Sue also has a strong interest in improving palliative and end of life care experiences. In a 2016 review paper (3), Sue discussed the ethics around the provision of food and fluids for a person nearing the end of their life. “Tube feeding is regarded as a medical treatment but this is not a clear-cut issue, and it is important that nutritional needs are discussed and included within a health-care plan. While it is accepted that nutrition cannot prolong life, it should be recognized that optimal nutrition has a role in end of life care”. Sue discussed the many roles of nutritional care for the end of life patient. “Nutritional care at the end of life has a number of roles; optimising physical strength to fulfil last or final objectives, to die with dignity, not of starvation and to retain some control over the disease process. Food and feeding can be a useful focus for the patient”. Speaking about the cancer journey, Sue says; “it is important to consider the trajectory that the patient will have endured through diagnosis, treatment and medication. An interest in feeding oneself can provide a useful focus, it often provides the patient with a sense of control”.
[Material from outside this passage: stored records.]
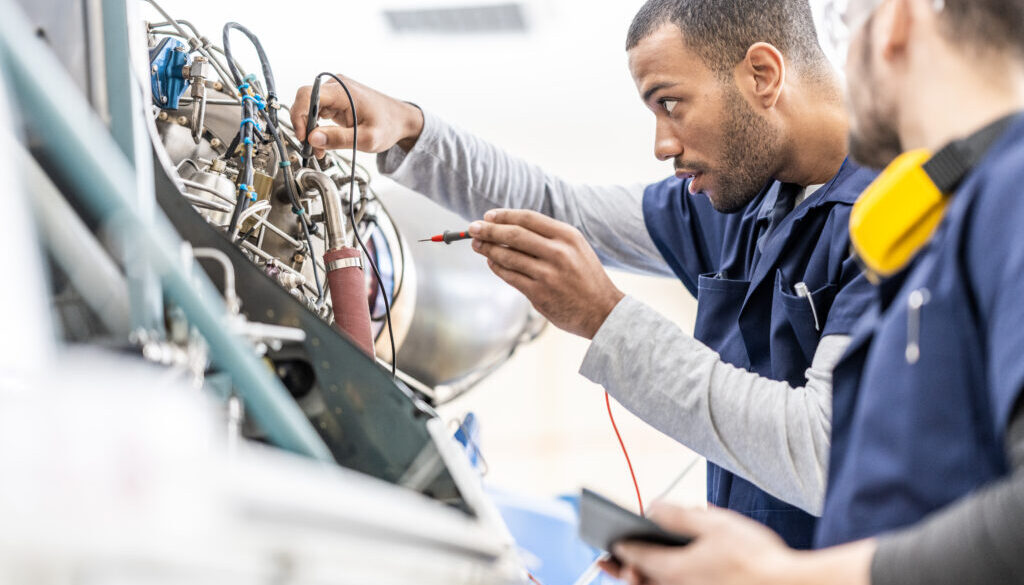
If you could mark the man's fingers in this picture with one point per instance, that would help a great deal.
(300, 110)
(509, 258)
(690, 521)
(512, 236)
(659, 563)
(529, 219)
(611, 568)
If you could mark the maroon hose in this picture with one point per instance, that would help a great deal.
(348, 295)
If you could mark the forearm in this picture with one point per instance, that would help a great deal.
(773, 434)
(470, 176)
(845, 565)
(978, 540)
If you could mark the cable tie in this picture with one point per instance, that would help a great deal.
(253, 122)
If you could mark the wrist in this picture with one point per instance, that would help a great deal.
(601, 316)
(845, 565)
(412, 126)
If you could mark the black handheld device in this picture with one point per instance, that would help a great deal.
(602, 523)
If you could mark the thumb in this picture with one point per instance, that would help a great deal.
(331, 137)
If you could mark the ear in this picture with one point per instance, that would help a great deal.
(895, 28)
(762, 74)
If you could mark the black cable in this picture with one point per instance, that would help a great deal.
(249, 112)
(351, 214)
(271, 87)
(293, 197)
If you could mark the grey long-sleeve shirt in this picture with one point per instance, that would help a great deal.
(774, 435)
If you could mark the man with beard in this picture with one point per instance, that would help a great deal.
(754, 223)
(929, 424)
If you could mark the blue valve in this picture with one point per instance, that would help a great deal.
(166, 61)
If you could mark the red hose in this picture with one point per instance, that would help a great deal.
(348, 297)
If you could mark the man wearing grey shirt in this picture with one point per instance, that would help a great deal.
(754, 223)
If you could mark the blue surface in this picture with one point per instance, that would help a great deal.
(544, 529)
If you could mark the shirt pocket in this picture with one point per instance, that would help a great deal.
(719, 303)
(803, 318)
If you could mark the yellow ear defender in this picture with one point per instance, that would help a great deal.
(897, 213)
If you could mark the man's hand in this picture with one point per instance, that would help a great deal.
(731, 549)
(384, 121)
(551, 263)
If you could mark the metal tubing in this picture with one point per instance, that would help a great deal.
(83, 154)
(337, 238)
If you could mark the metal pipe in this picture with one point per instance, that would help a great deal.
(209, 101)
(337, 238)
(211, 191)
(205, 203)
(254, 209)
(84, 155)
(230, 295)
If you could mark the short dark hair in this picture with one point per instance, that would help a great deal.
(722, 31)
(986, 25)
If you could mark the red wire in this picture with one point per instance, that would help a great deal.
(636, 486)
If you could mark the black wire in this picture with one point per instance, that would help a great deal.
(355, 230)
(248, 172)
(271, 87)
(249, 111)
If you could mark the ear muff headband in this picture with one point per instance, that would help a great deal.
(898, 213)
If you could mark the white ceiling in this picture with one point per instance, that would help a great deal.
(559, 95)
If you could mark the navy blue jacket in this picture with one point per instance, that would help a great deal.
(748, 309)
(910, 435)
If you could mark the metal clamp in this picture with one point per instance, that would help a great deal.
(355, 262)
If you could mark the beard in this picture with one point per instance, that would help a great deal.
(873, 139)
(752, 149)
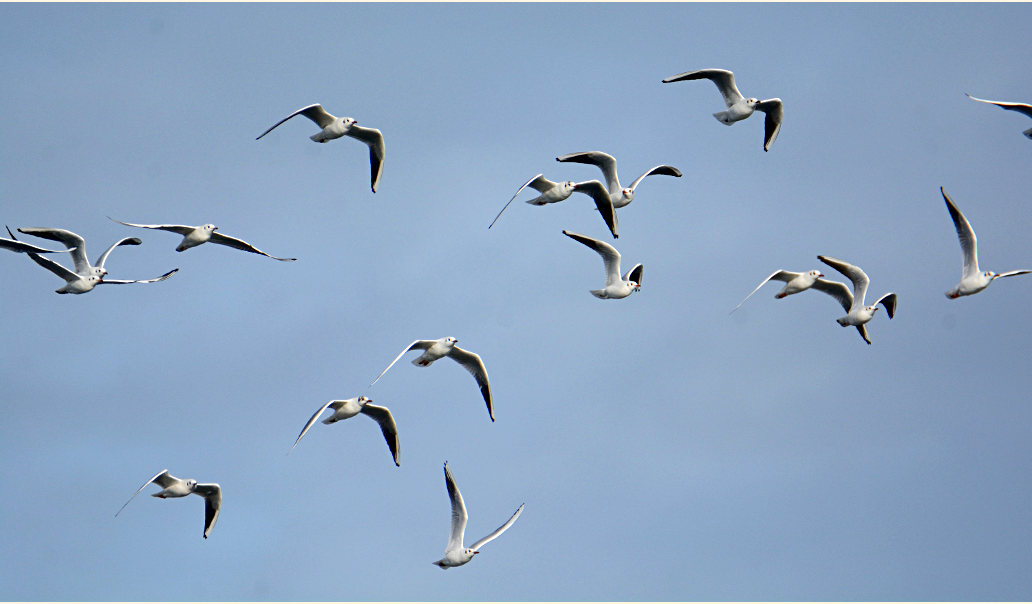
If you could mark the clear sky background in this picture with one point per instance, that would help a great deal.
(664, 449)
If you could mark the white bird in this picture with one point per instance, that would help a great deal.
(857, 313)
(333, 127)
(86, 276)
(1020, 107)
(616, 286)
(795, 283)
(195, 235)
(455, 552)
(434, 349)
(172, 486)
(607, 163)
(972, 279)
(739, 107)
(351, 408)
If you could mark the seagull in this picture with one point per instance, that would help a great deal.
(86, 276)
(172, 486)
(551, 192)
(607, 163)
(616, 287)
(455, 553)
(972, 280)
(434, 349)
(858, 314)
(1020, 107)
(195, 235)
(351, 408)
(795, 283)
(739, 107)
(333, 127)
I was interested to hear if Sue had seen an impact of research on nutritional management of cancer care, over her nearly 50 years in the profession. “ Nutritional care in cancer was something that was an “add on” in the early years of my career, and I was in the right place at the right time when the role of the first Dietitian in Wales specialising in cancer care was developed. Nutrition is now an integral and essential part of many types of cancer. There is also an increasing awareness that being well nourished can improve outcomes, tolerance of treatment, and quality of life” she told me.
“People have to be physically fit enough to get the best out of the life they have left to live, especially as these days the majority of people are living with and beyond their cancer diagnosis. The clinical nutrition interventions remain surprisingly similar but the variety of nutrition support options is impressively large now, this enables better patient choice”. When applying the importance of nutrition in cancer care, Sue thinks we have come a long way. “Dietitians, for example, now have a much higher profile and respect these days, we all stand on the shoulders of the dietitians before us. I am very proud of the fact that many of the systems and processes I put in place have formed the foundation of local dietetic practice in cancer care today".
When thinking about the future, Sue has great hopes for nutritional care for patients. “I would like to think that dietetics remains at the heart of all things nutrition, especially in clinical care. Dietitians should have a role in research and in training other health care professionals to work as a team for nutritional care. Whatever the future, I hope dietitians never lose their precision in assessing clinical nutritional requirements and their unique skills in advising patients on the best way to keep well”. When we can stand on the shoulders of dietitians like Sue, the future of nutritional care looks strong.